Monday, August 30, 2010

Our National Debt

I am sure that the Harvard Grads in the White House were hoping for the economy to have turned around and people would be back to work.  Not only were their guesstimates wrong, but the growth in the economy has been adjusted to be lower than first thought. Things in our country will not get better until we have a president and congress who believe that it is just fine to work, make money and keep it, and to create jobs in the private sector.

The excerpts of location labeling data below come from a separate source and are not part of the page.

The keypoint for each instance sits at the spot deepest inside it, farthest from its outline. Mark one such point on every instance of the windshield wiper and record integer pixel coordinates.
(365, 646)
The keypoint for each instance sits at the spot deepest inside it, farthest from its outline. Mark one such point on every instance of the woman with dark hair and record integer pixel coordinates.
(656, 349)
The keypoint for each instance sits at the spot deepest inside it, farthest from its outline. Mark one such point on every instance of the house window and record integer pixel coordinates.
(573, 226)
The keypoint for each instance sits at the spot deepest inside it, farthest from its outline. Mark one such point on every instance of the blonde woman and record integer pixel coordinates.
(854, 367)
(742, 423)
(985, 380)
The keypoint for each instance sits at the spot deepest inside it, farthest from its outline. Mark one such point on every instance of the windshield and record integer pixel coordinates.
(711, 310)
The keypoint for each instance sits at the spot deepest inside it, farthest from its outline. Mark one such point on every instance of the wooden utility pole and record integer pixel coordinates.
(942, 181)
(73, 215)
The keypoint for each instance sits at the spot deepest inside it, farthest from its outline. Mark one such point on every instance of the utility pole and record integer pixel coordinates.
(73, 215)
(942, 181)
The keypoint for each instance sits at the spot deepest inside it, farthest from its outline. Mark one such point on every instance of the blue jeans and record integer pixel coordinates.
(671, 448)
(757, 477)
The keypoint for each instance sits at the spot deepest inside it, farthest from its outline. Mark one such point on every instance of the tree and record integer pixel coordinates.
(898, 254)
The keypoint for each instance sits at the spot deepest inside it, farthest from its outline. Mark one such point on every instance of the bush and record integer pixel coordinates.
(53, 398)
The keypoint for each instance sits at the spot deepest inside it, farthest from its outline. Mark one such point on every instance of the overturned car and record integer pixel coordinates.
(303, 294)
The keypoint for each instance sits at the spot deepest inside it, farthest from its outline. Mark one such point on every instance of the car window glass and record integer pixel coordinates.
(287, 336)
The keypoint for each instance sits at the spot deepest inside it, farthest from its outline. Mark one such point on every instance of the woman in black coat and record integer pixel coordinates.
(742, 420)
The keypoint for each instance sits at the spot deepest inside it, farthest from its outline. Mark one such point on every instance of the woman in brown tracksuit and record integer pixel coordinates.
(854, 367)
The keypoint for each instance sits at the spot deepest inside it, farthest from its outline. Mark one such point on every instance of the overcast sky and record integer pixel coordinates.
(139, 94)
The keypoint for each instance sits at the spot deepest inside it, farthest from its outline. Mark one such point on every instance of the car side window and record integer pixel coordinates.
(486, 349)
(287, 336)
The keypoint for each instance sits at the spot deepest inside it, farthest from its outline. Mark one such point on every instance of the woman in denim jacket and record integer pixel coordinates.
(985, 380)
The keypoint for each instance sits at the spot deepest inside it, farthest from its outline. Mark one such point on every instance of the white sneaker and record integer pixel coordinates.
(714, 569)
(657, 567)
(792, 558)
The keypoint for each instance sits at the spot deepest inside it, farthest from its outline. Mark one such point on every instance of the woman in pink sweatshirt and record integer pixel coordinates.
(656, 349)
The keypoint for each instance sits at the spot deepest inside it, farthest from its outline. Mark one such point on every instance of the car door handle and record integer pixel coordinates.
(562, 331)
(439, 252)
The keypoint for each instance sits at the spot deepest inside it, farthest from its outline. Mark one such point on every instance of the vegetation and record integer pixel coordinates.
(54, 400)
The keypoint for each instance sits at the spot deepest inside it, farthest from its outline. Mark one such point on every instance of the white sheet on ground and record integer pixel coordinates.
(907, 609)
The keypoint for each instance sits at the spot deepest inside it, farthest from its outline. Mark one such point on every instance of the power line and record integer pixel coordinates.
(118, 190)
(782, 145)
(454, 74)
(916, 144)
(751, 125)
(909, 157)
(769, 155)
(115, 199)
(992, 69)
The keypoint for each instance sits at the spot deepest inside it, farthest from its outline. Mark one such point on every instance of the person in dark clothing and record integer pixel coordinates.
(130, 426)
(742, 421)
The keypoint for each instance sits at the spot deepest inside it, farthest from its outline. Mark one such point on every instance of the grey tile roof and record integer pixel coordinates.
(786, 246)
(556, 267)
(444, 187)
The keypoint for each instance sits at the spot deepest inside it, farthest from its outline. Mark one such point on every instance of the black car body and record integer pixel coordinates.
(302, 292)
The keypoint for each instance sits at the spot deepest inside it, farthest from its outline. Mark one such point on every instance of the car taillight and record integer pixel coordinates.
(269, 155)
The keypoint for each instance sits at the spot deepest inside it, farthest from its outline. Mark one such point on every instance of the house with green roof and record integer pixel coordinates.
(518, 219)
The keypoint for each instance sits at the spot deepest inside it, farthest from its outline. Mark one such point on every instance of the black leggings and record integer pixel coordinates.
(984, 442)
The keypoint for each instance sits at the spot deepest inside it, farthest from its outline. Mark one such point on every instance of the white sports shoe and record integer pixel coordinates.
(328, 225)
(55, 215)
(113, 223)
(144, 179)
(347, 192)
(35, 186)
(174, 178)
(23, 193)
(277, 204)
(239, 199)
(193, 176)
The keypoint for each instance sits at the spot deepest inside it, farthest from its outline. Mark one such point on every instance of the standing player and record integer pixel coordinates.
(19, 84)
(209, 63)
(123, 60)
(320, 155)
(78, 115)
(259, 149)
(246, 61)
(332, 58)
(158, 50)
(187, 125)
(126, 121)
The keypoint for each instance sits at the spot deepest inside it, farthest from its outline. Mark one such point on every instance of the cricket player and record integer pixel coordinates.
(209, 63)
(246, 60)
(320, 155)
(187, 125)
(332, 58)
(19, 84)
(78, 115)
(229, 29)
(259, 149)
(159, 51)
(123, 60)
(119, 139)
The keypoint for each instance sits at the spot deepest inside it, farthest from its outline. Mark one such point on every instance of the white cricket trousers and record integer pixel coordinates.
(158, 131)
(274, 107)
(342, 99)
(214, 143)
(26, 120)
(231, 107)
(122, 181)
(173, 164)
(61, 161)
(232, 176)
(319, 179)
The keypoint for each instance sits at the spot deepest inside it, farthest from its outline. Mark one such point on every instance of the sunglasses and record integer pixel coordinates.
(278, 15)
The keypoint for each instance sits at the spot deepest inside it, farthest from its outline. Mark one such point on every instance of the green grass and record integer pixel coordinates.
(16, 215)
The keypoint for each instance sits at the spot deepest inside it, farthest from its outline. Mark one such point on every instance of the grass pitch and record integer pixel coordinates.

The Congressional Budget Office (CBO) forecasts the U.S. budget deficit will hit $1.3 trillion this year. An astronomical figure, to be sure, but that’s lower than was projected in March. It’s also less than last year’s record $1.41 trillion deficit, which was close to 10% of GDP.
And, that’s the good news.
As the deficit grows so does the national debt, which is currently more than $13.3 trillion, according to official figures.
But the situation is actually much, much worse, according to Boston University economics professor Laurence Kotlikoff.
“Forget the official debt,” he tells Aaron in this clip. The “real” deficit – including non-budgetary items like unfunded liabilities of Medicare, Medicaid, Social Security and the defense budget – is actually $202 trillion, the professor and author calculates; or 15 times the “official” numbers.
“Congress has engaged in Enron accounting,” says Kotlikoff, who recently penned an op-ed for Bloomberg entitled: The U.S. Is Bankrupt and We Don’t Even Know It.
Yet, the debt market continues to have an insatiable appetite for U.S. Treasuries; heading into Monday’s session, the yield on the 30-year Treasury bond (which moves in opposition to its price) was at its lowest level since April 2009.